Left Keynesians, such as Joseph Stiglitz and Paul Krugman, insisted from the start that the Obama stimulus was neither big enough nor focused properly. It contained too many tax cuts for upper income people and insufficient job creation through projects to rebuild the economic infrastructure: fast rail, new electrical conveyor systems, green energy projects, highway construction, urban housing, and school construction. Obama argued that his modest program was needed to avoid a Republican filibuster. Many others thought--I was among this group--that this was precisely the time to incite such a filibuster from the radical right. If Republicans enacted one at this stage they could be seen, accurately, as an obstacle to recovery from the meltdown they had created; if they caved, the economy would be stimulated along tracks that were favorable to the future of everyday people and America in the world.
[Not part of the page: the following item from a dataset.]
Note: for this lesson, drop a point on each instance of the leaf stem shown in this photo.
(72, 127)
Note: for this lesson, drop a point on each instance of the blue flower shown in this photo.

This is when the Republican Party set its trap. Meeting in closed sessions at the beginning of the Obama regime, the party of tax cuts for the rich, unfunded wars, and the largest deficit in the history of the country redefined itself. It suddenly became the party of deficit reduction through lean government joined to supreme confidence in unregulated financial and corporate markets. It even opposed the bail out of General Motors and Chrysler, though these actions stopped unemployment from reaching a dangerous tipping point, allowed the two companies time to reconstruct themselves, and enabled them to pay back the loans within two years–-creating one of the most successful bailouts in the history of Euro-American economic life.

Now the pincers machine was in full motion. The first pincer was systematic refusal to support programs that would pull the economy out of the dangerous recession within a year or two. That refusal would create failure for which the President and Keynesianism could be blamed. The second, one that surprised many with its quick success, was to redefine the issues until the problem with the economy became the stimulus itself rather than too small a stimulus.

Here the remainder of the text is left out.